Badgerow v. Walters
Headline: Court limits federal access for arbitration award challenges, ruling that federal judges may not 'look through' to underlying disputes to confirm or vacate awards, leaving many post-award fights to state courts.
Holding: The Court held that the FAA’s look-through approach from Section 4 does not apply to Sections 9 and 10, so federal courts cannot establish jurisdiction to confirm or vacate awards by looking to the underlying dispute.
- Limits federal access for many challenges to arbitration awards; pushes post-award fights to state courts.
- Prevents federal courts from using the underlying dispute to establish jurisdiction to confirm or vacate awards.
- Parties must use other federal bases (diversity or a separate federal claim) to reach federal court.
Summary
Background
Denise Badgerow, a former employee, brought federal and state claims in arbitration against her former employers’ principals. After arbitrators dismissed her claims, she sued in Louisiana state court to vacate the award alleging fraud.
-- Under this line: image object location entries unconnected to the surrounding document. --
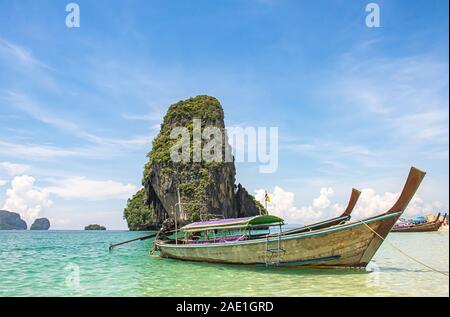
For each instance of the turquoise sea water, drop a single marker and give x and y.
(77, 263)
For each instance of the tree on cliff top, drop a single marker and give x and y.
(139, 215)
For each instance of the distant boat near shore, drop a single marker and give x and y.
(420, 226)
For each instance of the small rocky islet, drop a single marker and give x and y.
(12, 221)
(94, 227)
(40, 224)
(211, 185)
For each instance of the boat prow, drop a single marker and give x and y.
(343, 218)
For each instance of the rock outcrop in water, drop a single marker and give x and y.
(211, 185)
(40, 224)
(94, 227)
(11, 221)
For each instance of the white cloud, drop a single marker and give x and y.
(13, 168)
(282, 205)
(84, 188)
(26, 199)
(369, 204)
(20, 54)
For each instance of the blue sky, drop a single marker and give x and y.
(355, 106)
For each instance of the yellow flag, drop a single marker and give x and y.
(267, 198)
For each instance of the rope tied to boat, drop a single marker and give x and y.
(403, 252)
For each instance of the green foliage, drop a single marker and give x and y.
(260, 206)
(138, 214)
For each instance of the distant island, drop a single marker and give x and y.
(40, 224)
(11, 221)
(94, 227)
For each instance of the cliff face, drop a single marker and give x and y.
(40, 224)
(11, 221)
(208, 184)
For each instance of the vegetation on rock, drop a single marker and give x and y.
(11, 221)
(210, 185)
(138, 214)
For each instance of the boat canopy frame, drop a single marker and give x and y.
(254, 222)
The employers removed the case to federal court and sought confirmation of the award; Badgerow argued the federal court lacked jurisdiction to hear those post-arbitration applications.
Reasoning
The Court reviewed whether the “look-through” test from Vaden (used for Section 4 petitions to compel arbitration) also applies to applications under Sections 9 and 10 to confirm or vacate awards. The majority held it does not: Sections 9 and 10 do not contain Section 4’s specific “save for” language that Vaden relied on. Because federal courts are courts of limited jurisdiction, they may not assume jurisdiction by importing Vaden’s rule where Congress omitted that text, so the federal court here lacked the look-through basis the lower courts used.
Real world impact
The ruling means many challenges to arbitration awards will be heard in state court unless some other independent federal basis (like diversity or a separate federal claim) exists. The decision reverses the Fifth Circuit and sends the case back for further proceedings consistent with this narrower jurisdictional rule.
Dissents or concurrances
Justice Breyer dissented, arguing that text, structure, history, and practical consequences favor applying the look-through approach across related FAA provisions to avoid needless procedural complexity and fractured litigation.